EU slowly tightens screw

July 25, 2014

A coffin of one of the victims of Malaysia Airlines MH17 downed over rebel-held territory in eastern Ukraine, is carried from an aircraft during a national reception ceremony at Eindhoven airport

The EU is slowly tightening the screw on Russia, with senior officials proposing yesterday to target state-owned Russian banks in its most serious sanctions so far. Ambassadorial talks on how precisely that is to be done continue today and the measures are likely to be enacted next week.

One key proposal is that European investors would be banned from buying new debt or shares of banks owned 50 percent or more by the state. These banks raised almost half of their 15.8 billion euro capital needs in EU markets last year. That is a big deal and there are increasing signs of investors turning their back on Russia lock, stock and barrel. However, with its giant FX reserves, the central bank can provide dollars to fund external debt for a considerable period of time.

The ambassadors did agree to add more people and entities to the EU’s asset freeze list, using expanded criteria including Russian companies that help to undermine Ukraine’s sovereignty. The 15 individuals and 18 entities, half of which are companies, will be named today. Russian shares are down about 1 percent in early trade.

The United States said Russia was firing artillery across its border to target Ukrainian military positions. It also said there was evidence the Russians intended to deliver heavier and more powerful multiple rocket launchers to separatist forces.

Russia’s central bank holds a policy meeting but is unlikely to give the economy much respite on the monetary policy front.
Last month, the central bank cut its growth forecast for the year to 0.4 percent and that was before sanctions were tightened by both the United States and European Union. But with inflation still well above its 5 percent target for 2014, the scope to lower interest rates looks somewhere between slim and none.

Rates were left on hold in June and the central bank said further hikes were possible if inflation remained above target.

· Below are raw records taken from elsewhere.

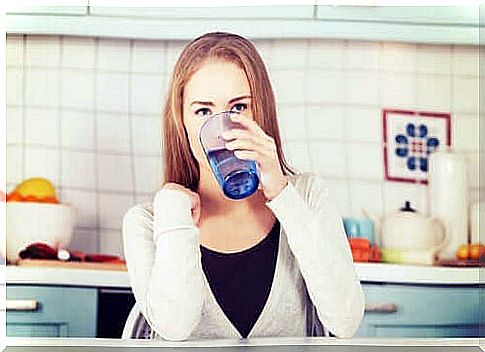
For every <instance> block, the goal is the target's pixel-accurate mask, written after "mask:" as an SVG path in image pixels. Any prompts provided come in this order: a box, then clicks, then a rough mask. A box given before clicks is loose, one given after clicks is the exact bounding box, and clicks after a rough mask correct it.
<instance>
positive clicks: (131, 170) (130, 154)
mask: <svg viewBox="0 0 485 352" xmlns="http://www.w3.org/2000/svg"><path fill="white" fill-rule="evenodd" d="M128 45H129V54H128V60H129V62H128V138H129V156H130V167H131V187H132V191H131V194H132V197H133V202H135V195H136V176H137V175H136V167H135V156H134V151H133V148H134V146H133V142H134V141H133V122H134V121H133V115H132V111H133V106H132V98H133V97H132V95H133V75H132V69H133V49H134V40H133V39H130V40H129V42H128Z"/></svg>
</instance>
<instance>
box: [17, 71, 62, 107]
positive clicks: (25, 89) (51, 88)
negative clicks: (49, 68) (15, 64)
mask: <svg viewBox="0 0 485 352" xmlns="http://www.w3.org/2000/svg"><path fill="white" fill-rule="evenodd" d="M59 72H60V71H59V69H55V68H50V69H44V68H32V69H30V68H26V69H25V104H26V105H28V106H42V107H51V108H55V107H58V106H59V103H60V101H59V92H60V91H59Z"/></svg>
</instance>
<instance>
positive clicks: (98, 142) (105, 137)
mask: <svg viewBox="0 0 485 352" xmlns="http://www.w3.org/2000/svg"><path fill="white" fill-rule="evenodd" d="M96 128H97V133H96V136H97V146H98V151H100V152H113V153H117V152H119V153H125V154H128V153H129V152H130V121H129V118H128V115H127V114H115V113H103V112H99V113H98V114H97V116H96Z"/></svg>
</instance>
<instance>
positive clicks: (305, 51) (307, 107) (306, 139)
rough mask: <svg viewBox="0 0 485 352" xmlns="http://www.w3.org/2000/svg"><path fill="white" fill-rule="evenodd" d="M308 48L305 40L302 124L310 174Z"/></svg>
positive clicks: (312, 164) (312, 165) (310, 149)
mask: <svg viewBox="0 0 485 352" xmlns="http://www.w3.org/2000/svg"><path fill="white" fill-rule="evenodd" d="M310 47H311V39H305V64H304V66H303V67H304V68H303V101H304V105H303V123H304V127H305V136H306V138H305V142H306V149H307V153H308V157H309V161H310V170H309V171H311V172H315V165H314V162H313V153H312V147H311V145H312V142H313V141H312V140H311V139H310V138H308V132H309V131H310V128H309V126H308V124H309V122H308V105H307V93H308V92H307V86H308V84H307V79H308V67H309V66H310Z"/></svg>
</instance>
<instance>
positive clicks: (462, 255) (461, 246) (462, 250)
mask: <svg viewBox="0 0 485 352" xmlns="http://www.w3.org/2000/svg"><path fill="white" fill-rule="evenodd" d="M470 247H471V246H470V245H468V244H464V245H461V246H460V247H458V249H457V250H456V253H455V254H456V257H457V258H458V259H462V260H466V259H468V257H469V256H470Z"/></svg>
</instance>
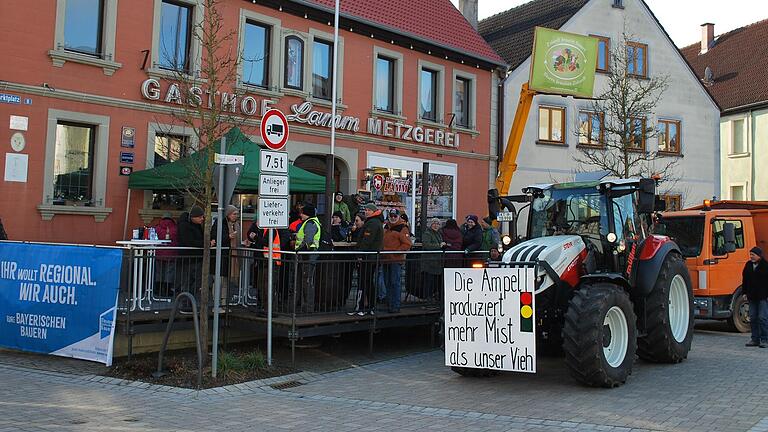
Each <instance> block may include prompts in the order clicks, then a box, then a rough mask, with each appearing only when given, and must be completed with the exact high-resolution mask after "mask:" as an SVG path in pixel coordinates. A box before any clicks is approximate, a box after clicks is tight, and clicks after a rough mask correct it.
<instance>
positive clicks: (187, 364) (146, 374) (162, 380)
mask: <svg viewBox="0 0 768 432" xmlns="http://www.w3.org/2000/svg"><path fill="white" fill-rule="evenodd" d="M246 350H247V348H236V349H234V350H230V352H234V353H243V352H246ZM210 359H211V358H210V356H208V359H207V363H208V364H207V365H206V366H205V367H204V368H203V384H202V387H201V388H203V389H207V388H213V387H220V386H226V385H231V384H239V383H244V382H248V381H254V380H259V379H264V378H272V377H276V376H281V375H286V374H290V373H294V372H296V370H294V369H291V368H288V367H281V366H275V365H274V364H273V366H272V367H269V366H265V367H264V368H255V369H249V370H240V371H225V372H223V373H222V369H221V363H219V369H218V371H217V372H218V373H217V375H218V376H217V377H216V379H213V378H212V377H211V365H210V363H211V362H210ZM204 360H205V359H204ZM163 363H164V365H163V370H164V371H165V372H166V373H167V374H166V375H164V376H162V377H160V378H154V377H153V376H152V374H153V373H154V372H156V371H157V353H154V354H142V355H136V356H134V357H133V358H132V359H131V360H130V361H129V360H128V359H127V358H121V359H117V360H116V361H115V362H114V363H113V364H112V367H111V368H110V369H109V371H108V372H107V373H105V374H104V375H106V376H110V377H113V378H122V379H126V380H131V381H142V382H146V383H150V384H159V385H166V386H171V387H182V388H191V389H196V388H197V354H196V352H195V350H183V351H172V352H168V353H166V354H165V356H164V359H163Z"/></svg>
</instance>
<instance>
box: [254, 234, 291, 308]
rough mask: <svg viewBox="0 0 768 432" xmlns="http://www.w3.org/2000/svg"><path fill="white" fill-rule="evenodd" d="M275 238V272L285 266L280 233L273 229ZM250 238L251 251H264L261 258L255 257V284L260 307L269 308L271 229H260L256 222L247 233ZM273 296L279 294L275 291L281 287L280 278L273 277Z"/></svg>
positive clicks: (254, 281) (272, 239)
mask: <svg viewBox="0 0 768 432" xmlns="http://www.w3.org/2000/svg"><path fill="white" fill-rule="evenodd" d="M272 232H273V237H272V259H273V262H274V265H275V266H276V267H275V268H274V269H273V270H277V268H278V267H279V266H281V265H282V264H283V262H282V259H281V258H282V254H281V253H280V252H281V249H280V233H279V232H278V230H276V229H272ZM247 238H248V245H249V247H250V248H251V249H256V250H260V251H262V253H261V256H258V253H257V256H256V257H254V272H255V275H254V278H253V281H254V284H255V285H256V290H257V292H258V293H259V305H260V306H261V307H262V308H265V309H266V307H267V292H268V288H269V287H268V286H267V283H268V276H269V272H268V271H267V269H268V267H269V263H268V260H269V229H268V228H259V226H258V223H257V222H256V221H255V220H254V221H253V223H252V224H251V226H250V228H248V233H247ZM277 274H278V272H275V276H277ZM272 280H273V294H274V293H277V292H278V290H277V289H275V287H277V286H279V284H278V282H277V281H278V278H277V277H273V278H272Z"/></svg>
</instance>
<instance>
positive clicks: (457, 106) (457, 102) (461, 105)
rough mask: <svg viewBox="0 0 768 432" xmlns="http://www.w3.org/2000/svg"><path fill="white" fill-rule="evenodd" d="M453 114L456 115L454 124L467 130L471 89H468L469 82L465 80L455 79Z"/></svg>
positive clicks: (467, 126)
mask: <svg viewBox="0 0 768 432" xmlns="http://www.w3.org/2000/svg"><path fill="white" fill-rule="evenodd" d="M454 91H455V95H454V108H453V111H454V114H455V115H456V124H457V125H459V126H461V127H465V128H469V127H470V125H471V123H470V118H469V116H470V103H469V98H470V97H471V94H470V92H471V87H470V81H469V80H468V79H466V78H462V77H457V78H456V83H455V84H454Z"/></svg>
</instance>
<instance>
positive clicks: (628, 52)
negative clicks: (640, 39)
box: [627, 42, 648, 78]
mask: <svg viewBox="0 0 768 432" xmlns="http://www.w3.org/2000/svg"><path fill="white" fill-rule="evenodd" d="M627 73H628V74H630V75H634V76H637V77H642V78H647V77H648V45H645V44H641V43H636V42H627Z"/></svg>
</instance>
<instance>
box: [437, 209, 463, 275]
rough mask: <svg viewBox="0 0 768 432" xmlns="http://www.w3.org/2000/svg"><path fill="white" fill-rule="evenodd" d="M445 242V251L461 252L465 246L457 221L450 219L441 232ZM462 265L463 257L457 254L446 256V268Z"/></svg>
mask: <svg viewBox="0 0 768 432" xmlns="http://www.w3.org/2000/svg"><path fill="white" fill-rule="evenodd" d="M440 233H441V234H442V236H443V241H444V242H445V250H446V251H449V252H452V251H456V252H457V251H460V250H464V249H462V246H463V245H464V236H462V234H461V230H460V229H459V225H458V223H456V220H455V219H448V220H447V221H445V226H444V227H443V229H442V230H441V231H440ZM460 265H461V256H460V254H457V253H448V254H446V260H445V266H446V267H459V266H460Z"/></svg>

Friday also sees reviews of Russia’s credit rating by both Moody’s and Fitch. Moody’s has a negative outlook on its Baa1 rating, Fitch is at BBB.

Russia’s top oil producer Rosneft will report Q2 results. The Kremlin-controlled company has been hit by U.S. sanctions. Moody’s has said Russian companies, including Rosneft, face a challenge refinancing $112 billion in debt due to mature over the next four years, which includes a hump to overcome in 2015.

The euro zone’s flash PMI survey came in pretty strong yesterday, showing the bloc’s private sector expanded at the fastest rate in three months to July, although growth in new business was driven mainly by companies cutting prices again – a worry when inflation is already non-existent.

Both this survey and Germany’s ZEW sentiment index have flagged a growing hit to confidence from the Ukraine standoff and the potential hit to the euro zone economy, particularly if gas supplies from Russia become a part of the chess game.

Germany’s July Ifo index is due out this morning and is forecast to creep lower however Germany’s GfK consumer confidence index, just out, showed German consumer morale rose to its highest level in more than 7-1/2 years heading into August as shoppers became more upbeat about their future income prospects than at any point since 1991.

GfK said the downing of a Malaysia Airlines plane over Ukraine last week was not factored into the survey, which was almost complete by that time, but said that this, along with the Gaza crisis, could hit consumer mood going forward. Separate euro zone money supply data will probably show bank lending dwindled yet again in June.

Britain seems to be largely immune to signs of a slowdown. Second quarter GDP data are due and forecast to show another three months of 0.8 percent growth – giving a healthy annualized clip above three percent. That should mark the point at which the economy finally claws back the ground it lost during the financial crisis and becomes bigger than it was six years ago.

More economists are starting to expect a first UK rate rise to come later this year rather than next and either way the Bank of England is odds on to be the first of the big central banks to tighten. That expectation has helped propel sterling to its highest level in nearly six years.

However, the rapid recovery now is relative. Germany recovered all its lost output during the crisis in 2010. France and the United States followed in 2011 and UK GDP per capita will only return to pre-crisis levels in 2017.

Gazan authorities said Israeli forces shelled a shelter at a U.N.-run school, killing at least 15 people, as the Palestinian death toll in the conflict reached 796 and attempts at a truce continue to falter.

The wreckage of an Air Algerie flight has been located after it crashed in northern Mali carrying 116 passengers and crew, nearly half of them French. Investigators say it appears to have broken apart when it hit the ground, suggesting it was unlikely to have been the victim of an attack.